Section 230 of the CDA is landmark legislation involving the regulation of content on the Internet. The statute immunizes providers of interactive computer services against liability arising from content created by third parties; it provides that “[n]o provider . . . of an interactive computer service shall be treated as the publisher or speaker of any information provided by another information content provider.” 47 U.S.C. § 230(c). It further provides that “[n]o cause of action may be brought and no liability may be imposed under any State or local law that is inconsistent with this section.” Id.§ 230(e)(3).

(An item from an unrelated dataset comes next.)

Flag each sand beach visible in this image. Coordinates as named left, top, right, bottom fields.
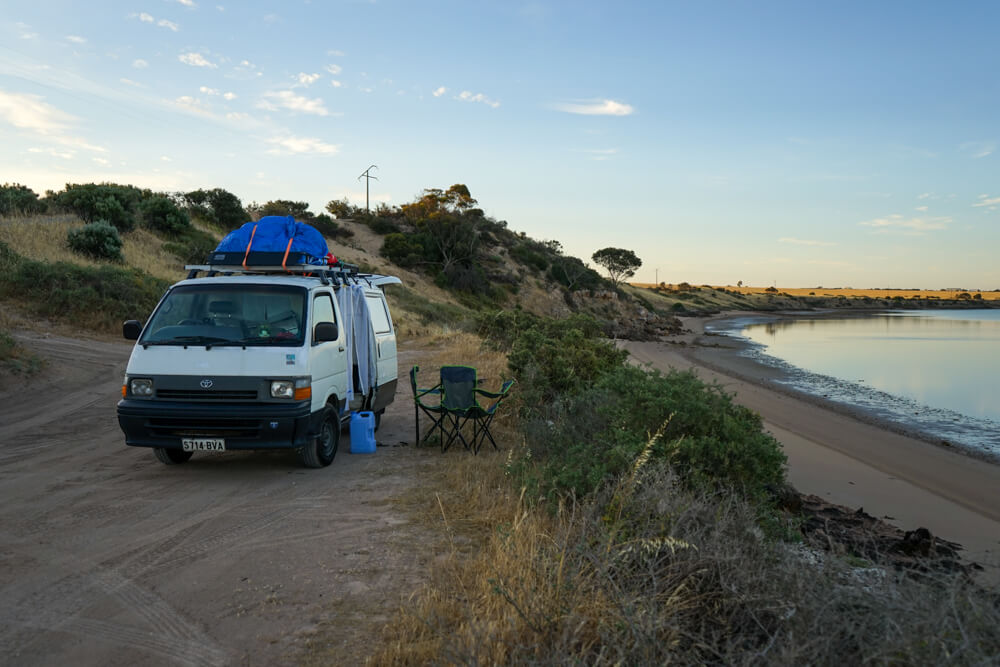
left=622, top=312, right=1000, bottom=576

Section 230 of the CDA was enacted, in part, to “preserve the vibrant and competitive free market that presently exists for the Internet.” 47 U.S.C. § 230(b)(2). Congress enacted Section 230, in part, as a response to a New York state court decision, Stratton Oakmont, Inc. v. Prodigy Servs. Co., (N.Y. Sup. Ct. May 24, 1995), where an interactive computer service was held liable for defamatory comments made by one of its two million users.
To further these goals, Congress declined to extend traditional defamation law, as applied to classical information providers such as newspapers, magazines, television, and radio stations to the Internet. Section 230(c)(1) shields a “provider” or “user” of an “interactive computer service” from liability when either of them publish material provided by a third-party “information content provider.” 47 U.S.C. § 230(c)(1). Section 230(e)(3) provides teeth to § 230(c)(1) by barring all state based claims “inconsistent” with the statute.
In one of the earliest cases involving the CDA, the Court of Appeals for Fourth Circuit interpreted § 230(e)(3) to bar all state claims sounding in tort. Zeran v. Am. Online, Inc., 129 F.3d 327, 331 (4th Cir. 1997). The court observed that Congress did not want to “deter harmful online speech through the separate route of imposing tort liability on companies that serve as intermediaries for other parties’ potentially injurious messages.” Id. at 330-331. The reasoning of Zeran is now widely accepted by courts across the Unites States and, likewise, HolySmoke.org has been routinely recognized as falling within the Section 230’s protection.